J'ai retrouvé Brautigan. Depuis le temps qu'il rêvassait le cul vissé sur un tabouret de bar entre une geisha et un maneki neko, l'auteur de Tokyo-Montana Express s'est réincarné en Japonais sous le nom de Takahashi. Il n'est pas allé bien loin pour trouver ce nom : un tiers des Japonais s'appellent ainsi.
Voici une sorte d'Ecume des jours écrite à la mitraillette en plastique. Les mots giclent sous néon une poésie d'hémoglobine et de suspension à base stabilisatrice. Petits boulots, petits amours. Du trivial, du concret : de la matière pour le crématoire, s'est écrié Muto Sanji, assassiné. La mairie envoie un faire-part pour annoncer la mort prochaine de votre fillette de 5 ans. La fillette s'appelle Petit-Doigt-Vert. Vous l'encastrez au cimetière des enfants dans un mur. La mère la cherche dans le porte-parapluies, sort, part, ne revient pas. L'employée du cimetière, qui lit l'autobiographie de Warren Beatty, trouve un peu sentimental d'être accro à un nom. Moi aussi je suis un peu sentimental, parce que ça fait quinze pages que cette histoire m'arrache le cœur.

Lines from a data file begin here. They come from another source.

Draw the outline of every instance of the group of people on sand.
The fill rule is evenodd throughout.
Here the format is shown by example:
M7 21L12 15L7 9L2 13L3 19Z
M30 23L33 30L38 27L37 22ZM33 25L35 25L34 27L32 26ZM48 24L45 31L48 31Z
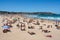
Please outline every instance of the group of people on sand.
M23 22L20 22L20 18L13 18L13 19L11 19L11 20L8 19L8 18L6 18L6 19L3 20L3 22L4 22L5 20L7 20L7 21L6 21L6 23L4 23L3 26L2 26L2 28L3 28L3 33L11 32L11 30L10 30L10 28L12 27L11 24L15 23L16 21L18 21L18 24L17 24L16 26L17 26L18 28L20 28L22 31L25 31L25 27L26 27L25 23L23 23L23 22L27 22L28 29L34 29L34 26L31 26L31 25L29 26L30 23L32 23L32 24L34 24L34 25L40 25L39 21L38 21L38 20L35 20L35 21L34 21L34 19L29 19L29 21L27 21L27 19L23 19ZM43 23L43 21L41 21L41 22ZM43 24L43 25L46 26L46 24ZM49 31L49 30L43 29L43 26L39 26L39 27L40 27L39 29L41 29L42 32L44 32L44 33L50 33L50 32L51 32L51 31ZM57 29L60 28L58 25L55 25L55 27L56 27ZM48 25L47 28L52 28L52 25ZM31 35L35 34L34 32L29 32L29 31L28 31L28 33L31 34ZM52 36L51 36L51 35L47 35L46 37L52 37Z
M7 32L11 32L10 28L12 27L11 24L15 23L17 21L17 19L8 19L8 18L5 18L3 19L3 33L7 33Z

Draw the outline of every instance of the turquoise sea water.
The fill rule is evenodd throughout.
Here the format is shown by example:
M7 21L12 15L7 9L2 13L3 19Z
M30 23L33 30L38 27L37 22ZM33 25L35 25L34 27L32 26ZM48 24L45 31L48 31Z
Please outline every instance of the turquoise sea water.
M27 17L60 21L60 16L59 15L27 15Z

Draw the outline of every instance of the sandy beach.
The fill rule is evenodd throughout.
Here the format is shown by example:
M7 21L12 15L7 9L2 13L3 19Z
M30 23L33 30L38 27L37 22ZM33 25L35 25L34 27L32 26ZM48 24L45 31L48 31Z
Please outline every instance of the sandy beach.
M11 23L11 32L3 33L3 24L8 20L13 22L13 18L17 21ZM19 14L0 15L0 40L60 40L60 22L56 24L56 21L26 18Z

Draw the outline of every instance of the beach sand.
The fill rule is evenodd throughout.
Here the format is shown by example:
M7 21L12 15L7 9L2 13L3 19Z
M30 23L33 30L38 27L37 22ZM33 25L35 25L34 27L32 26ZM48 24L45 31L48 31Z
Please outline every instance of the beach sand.
M17 18L18 20L12 24L11 32L3 33L3 19ZM25 30L17 27L17 24L25 24ZM26 18L19 14L17 15L0 15L0 40L60 40L60 30L55 27L56 22L51 20L42 20L34 18ZM32 27L31 27L32 26ZM50 27L48 27L50 26ZM59 23L60 26L60 23ZM31 28L28 28L31 27ZM43 30L43 31L42 31ZM48 30L50 32L44 32ZM30 34L31 32L35 34ZM47 37L51 35L51 37Z

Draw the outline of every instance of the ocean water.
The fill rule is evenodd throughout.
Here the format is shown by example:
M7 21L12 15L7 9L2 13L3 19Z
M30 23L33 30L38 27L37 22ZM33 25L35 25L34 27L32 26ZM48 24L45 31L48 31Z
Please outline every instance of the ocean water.
M48 20L58 20L60 21L60 16L46 16L46 15L27 15L30 18L40 18L40 19L48 19Z

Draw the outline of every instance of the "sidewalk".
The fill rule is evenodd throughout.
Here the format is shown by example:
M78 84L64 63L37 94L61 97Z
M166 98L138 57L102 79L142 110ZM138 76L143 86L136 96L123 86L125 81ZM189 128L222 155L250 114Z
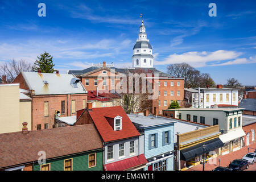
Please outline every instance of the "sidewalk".
M248 147L250 147L249 152L253 152L255 150L256 150L256 142L254 142L249 146L245 146L242 147L241 149L229 153L229 154L226 154L224 155L220 155L216 158L214 158L214 162L213 160L212 160L212 164L209 164L209 162L208 162L207 163L204 164L204 170L205 171L211 171L215 168L218 166L218 159L221 159L220 161L220 166L226 167L228 166L230 162L233 161L234 159L240 159L248 152ZM256 163L254 164L249 164L249 168L247 170L255 171L256 169ZM187 169L187 171L203 171L203 164L198 164L197 166L193 166L191 168Z

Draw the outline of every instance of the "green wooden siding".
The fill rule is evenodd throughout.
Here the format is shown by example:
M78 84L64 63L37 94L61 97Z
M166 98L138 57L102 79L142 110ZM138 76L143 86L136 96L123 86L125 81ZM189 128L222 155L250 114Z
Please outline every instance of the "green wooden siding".
M96 153L96 166L89 168L89 154ZM47 156L47 154L46 154ZM95 151L78 155L73 155L63 158L46 160L46 164L51 163L51 171L64 171L64 161L73 159L73 171L102 171L103 152L102 150ZM34 171L40 171L40 165L38 162L34 163Z

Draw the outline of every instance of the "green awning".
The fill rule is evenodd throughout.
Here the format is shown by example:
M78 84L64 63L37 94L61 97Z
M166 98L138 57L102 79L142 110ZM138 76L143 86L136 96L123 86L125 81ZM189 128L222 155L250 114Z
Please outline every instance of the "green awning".
M205 144L205 153L221 147L224 145L220 138L217 138L204 143L197 144L194 146L188 147L180 151L180 159L188 161L204 154L203 145Z

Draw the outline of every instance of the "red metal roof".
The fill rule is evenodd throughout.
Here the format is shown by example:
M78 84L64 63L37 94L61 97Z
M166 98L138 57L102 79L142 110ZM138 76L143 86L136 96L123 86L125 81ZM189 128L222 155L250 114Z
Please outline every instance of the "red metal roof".
M118 97L112 93L98 93L97 97L97 92L96 90L88 90L87 93L87 98L88 101L99 101L101 102L109 101L111 98L115 98Z
M123 171L147 163L144 154L104 165L106 171Z
M89 110L93 122L104 142L110 142L139 136L139 133L121 106L96 107ZM122 118L122 130L114 131L108 122L106 116Z

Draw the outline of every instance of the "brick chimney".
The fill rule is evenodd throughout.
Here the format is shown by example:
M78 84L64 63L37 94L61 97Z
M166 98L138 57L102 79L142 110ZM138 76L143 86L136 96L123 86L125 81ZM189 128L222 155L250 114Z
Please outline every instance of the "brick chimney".
M92 110L92 102L87 102L87 109L89 110Z
M27 127L27 122L23 122L22 125L23 125L23 127L22 128L22 133L28 133L28 131Z
M144 111L144 116L148 116L148 112L149 112L148 109L146 109Z
M3 75L2 77L2 80L3 80L3 84L7 84L6 75Z

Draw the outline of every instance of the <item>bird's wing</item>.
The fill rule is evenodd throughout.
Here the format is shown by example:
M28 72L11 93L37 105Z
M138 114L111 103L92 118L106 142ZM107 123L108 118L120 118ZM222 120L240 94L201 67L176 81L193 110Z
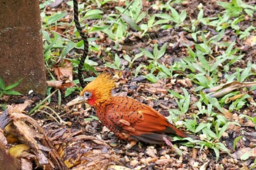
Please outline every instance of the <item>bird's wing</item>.
M163 133L178 135L181 133L179 136L186 136L157 111L129 98L116 98L105 111L109 124L138 140L148 142L145 138L150 137L161 138L162 141Z

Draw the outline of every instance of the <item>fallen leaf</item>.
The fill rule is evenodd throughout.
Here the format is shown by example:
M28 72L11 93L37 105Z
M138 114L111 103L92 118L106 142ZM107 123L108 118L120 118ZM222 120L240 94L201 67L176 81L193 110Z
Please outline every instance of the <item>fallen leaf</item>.
M246 155L244 154L246 154ZM236 152L231 154L231 156L233 158L241 159L241 160L246 160L246 159L245 159L245 158L247 158L247 156L248 156L248 158L251 157L251 156L255 157L256 156L256 147L254 147L254 148L244 147L244 148L236 151Z
M256 36L249 36L247 39L244 41L244 44L250 47L256 45Z

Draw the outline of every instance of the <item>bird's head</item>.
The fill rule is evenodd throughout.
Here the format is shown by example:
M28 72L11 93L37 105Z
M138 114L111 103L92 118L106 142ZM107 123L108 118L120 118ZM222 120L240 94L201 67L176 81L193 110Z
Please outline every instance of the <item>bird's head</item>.
M102 73L89 83L80 93L80 96L67 104L69 107L79 103L88 103L91 106L104 102L111 98L111 90L115 82L108 73Z

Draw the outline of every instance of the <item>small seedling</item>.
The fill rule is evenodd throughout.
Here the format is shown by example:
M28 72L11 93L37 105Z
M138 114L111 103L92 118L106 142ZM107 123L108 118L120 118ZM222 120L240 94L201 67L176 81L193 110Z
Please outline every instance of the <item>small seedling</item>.
M21 93L18 93L18 91L12 90L12 89L18 85L22 79L18 80L18 82L8 85L7 87L5 86L4 80L0 77L0 98L4 95L22 95Z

Prison. Genichiro Takahashi a 30 ans quand ce premier livre paraît, en 1982, et il a passé six mois en prison, alors qu' il était étudiant protestataire, et non gangster bidon. Je ne doute pas que durant ces six mois il ait beaucoup rêvé, de Babylone, des frigos qui se prennent pour Virgile, de Byron, d'Ovide, de mots simples, et de filles qui s'appellent «Livre-de-Chansons».